Am Abend, während ihr Mann in den Kräuterbüchern stöberte, schaute Manuela im Internet nach Ferienangeboten in der Provence. Wie verlockend das alles aussah, am liebsten hätte sie gleich etwas gebucht, natürlich musste sie das mit Werner besprechen. Sie wollte aber erst einmal weiter schauen und dann überlegen, wie sie Werner das so verkaufen könnte, dass er auf jeden Fall darauf einstieg.
„Hör mal bitte“, sagte ihr Mann in ihre Gedanken hinein. „Hier steht, dass der Lavendel schon im Mittelalter als Heilpflanze entdeckt wurde und bis heute häufig in der Naturheilkunde eingesetzt wird.“
„Wie kommst du ausgerechnet auf Lavendel? Habe ich etwa geredet im Schlaf?“, fragte sie und lachte. Es war immer wieder erstaunlich, dass solche Gedankenübertragungen bei ihnen noch immer funktionierten.
„Na ja“, meinte Werner und sah sie mit einem musternden Blick an. „Lavendel ist gut für die Nerven.“
„Und? Meinst du, wir haben es nötig, unsere Nerven zu stärken?“ Manuelas Stimme klang ein bisschen spitz.
„Na ja“, sagte Werner schon wieder. „Du ganz bestimmt. Dich stört ja jeder Huster von mir, das ist doch nicht normal.“
Manuela schnaubte. Wie sie dieses „Na ja“ hasste. Und überhaupt: Sie sollte nervös sein? Ha!

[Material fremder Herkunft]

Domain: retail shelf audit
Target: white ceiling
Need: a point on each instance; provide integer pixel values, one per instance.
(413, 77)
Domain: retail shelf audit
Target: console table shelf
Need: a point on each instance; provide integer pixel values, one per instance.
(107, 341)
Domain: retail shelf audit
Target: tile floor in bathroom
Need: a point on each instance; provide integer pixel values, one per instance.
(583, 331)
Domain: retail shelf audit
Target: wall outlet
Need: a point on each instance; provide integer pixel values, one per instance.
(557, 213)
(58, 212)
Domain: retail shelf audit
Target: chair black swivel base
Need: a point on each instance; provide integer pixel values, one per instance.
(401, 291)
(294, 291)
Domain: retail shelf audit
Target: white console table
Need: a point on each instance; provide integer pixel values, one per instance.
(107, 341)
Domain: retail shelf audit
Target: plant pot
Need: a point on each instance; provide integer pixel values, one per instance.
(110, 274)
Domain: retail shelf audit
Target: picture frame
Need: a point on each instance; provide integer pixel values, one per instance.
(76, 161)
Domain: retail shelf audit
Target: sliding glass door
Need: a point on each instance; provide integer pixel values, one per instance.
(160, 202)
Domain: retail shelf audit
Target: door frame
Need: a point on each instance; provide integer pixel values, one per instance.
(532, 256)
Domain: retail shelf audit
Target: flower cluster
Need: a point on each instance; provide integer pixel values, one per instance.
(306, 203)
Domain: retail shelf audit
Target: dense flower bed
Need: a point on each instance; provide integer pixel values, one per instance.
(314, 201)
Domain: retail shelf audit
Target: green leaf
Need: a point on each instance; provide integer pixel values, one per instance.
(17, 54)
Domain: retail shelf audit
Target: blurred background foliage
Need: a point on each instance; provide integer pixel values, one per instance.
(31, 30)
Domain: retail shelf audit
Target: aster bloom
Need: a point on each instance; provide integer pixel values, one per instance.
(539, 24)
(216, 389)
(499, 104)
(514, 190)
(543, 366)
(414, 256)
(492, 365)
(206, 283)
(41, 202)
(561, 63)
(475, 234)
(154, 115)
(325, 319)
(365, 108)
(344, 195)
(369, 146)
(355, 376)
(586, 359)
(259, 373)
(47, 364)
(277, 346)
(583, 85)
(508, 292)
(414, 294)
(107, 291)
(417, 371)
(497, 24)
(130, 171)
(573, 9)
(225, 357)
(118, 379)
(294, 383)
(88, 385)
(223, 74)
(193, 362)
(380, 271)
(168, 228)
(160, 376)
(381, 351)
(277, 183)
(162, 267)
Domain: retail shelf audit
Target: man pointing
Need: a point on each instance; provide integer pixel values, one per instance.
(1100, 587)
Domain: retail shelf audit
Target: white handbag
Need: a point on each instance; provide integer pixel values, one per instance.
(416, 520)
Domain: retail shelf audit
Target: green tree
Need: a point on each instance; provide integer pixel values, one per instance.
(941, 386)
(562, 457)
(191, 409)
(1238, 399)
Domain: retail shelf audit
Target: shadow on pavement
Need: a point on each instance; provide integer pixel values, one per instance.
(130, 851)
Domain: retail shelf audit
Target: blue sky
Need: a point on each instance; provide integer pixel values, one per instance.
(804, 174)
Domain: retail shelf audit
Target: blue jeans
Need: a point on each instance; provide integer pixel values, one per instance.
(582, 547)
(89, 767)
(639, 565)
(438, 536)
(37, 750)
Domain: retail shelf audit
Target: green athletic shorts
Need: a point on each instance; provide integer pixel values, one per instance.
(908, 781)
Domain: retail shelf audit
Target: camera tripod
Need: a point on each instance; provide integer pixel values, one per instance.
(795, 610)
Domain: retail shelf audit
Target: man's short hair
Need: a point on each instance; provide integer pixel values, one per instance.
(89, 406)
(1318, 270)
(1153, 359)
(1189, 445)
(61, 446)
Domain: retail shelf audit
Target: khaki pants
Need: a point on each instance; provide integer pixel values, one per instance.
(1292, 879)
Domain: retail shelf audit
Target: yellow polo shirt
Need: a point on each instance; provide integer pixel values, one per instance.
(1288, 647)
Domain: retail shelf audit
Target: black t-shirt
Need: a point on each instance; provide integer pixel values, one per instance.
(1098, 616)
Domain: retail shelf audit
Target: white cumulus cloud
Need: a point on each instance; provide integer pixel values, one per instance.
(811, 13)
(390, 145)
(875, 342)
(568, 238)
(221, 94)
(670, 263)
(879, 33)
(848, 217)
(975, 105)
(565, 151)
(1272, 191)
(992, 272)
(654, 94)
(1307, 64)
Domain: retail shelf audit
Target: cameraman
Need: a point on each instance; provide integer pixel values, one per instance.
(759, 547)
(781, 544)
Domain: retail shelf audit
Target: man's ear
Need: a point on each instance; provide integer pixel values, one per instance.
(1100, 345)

„Ich bin nicht nervöser als du – aber ich dachte gerade, dass uns beiden eine Reise guttun würde, zum Beispiel in die Provence. Dort könnten wir die beruhigende Wirkung des Lavendel an Ort und Stelle testen. Was hältst du davon?“
„Ich bin doch nicht nervös“, polterte Werner los. „Was legst du mir da wieder in den Mund? Ich bin ruhig, ruhig, ruhig und dazu brauche ich keine Reise zu Lavendelfeldern.“ Er schluckte, hustete, schwieg für einen Moment. „Ich brauche nur ein gutes Mittel gegen diesen verdammten Husten. Nichts weiter.“
Manuela musste nun doch grinsen. „Lavendelöl wirkt schleimlösend und mildert den Husten auf sanfte Weise“, sagte sie mit betont sanfter Stimme.
„Echt jetzt?“, fragte Werner und Manuela musste laut lachen. „Du hast dir schon so einiges von unseren Enkeln abgeguckt!“
Werner stimmte in ihr Lachen ein.
„Sagen wir es mal so: Es wäre voll echt krass, wenn dieses Kraut gegen beides helfen könnten. Was meinst du, sollen wir es in Angriff nehmen und eine voll coole Reise machen?“
„Voll cool“, rief Manuela und klatschte in die Hände. Cool! Dass sie das einmal sagen würde! Sie lachte noch ein bisschen mehr. Und Werner lachte mit.
„Ein bisschen“, sagte er und grinste, „ja, ein bisschen wirkt er schon, der Lavendel.“
Sie buchten eine Woche Provence und die Vorfreude half schon ein wenig bei verschiedenen Wehwehchen.
Fazit: Lavendel und Vorfreude helfen, jedenfalls gegen Nervosität. Plötzlich nimmt man alles ein wenig gelassener und wenn sich nun noch neben dem Lavendel ein Kraut gegen den Husten findet, dann kann man doch zufrieden sein, oder?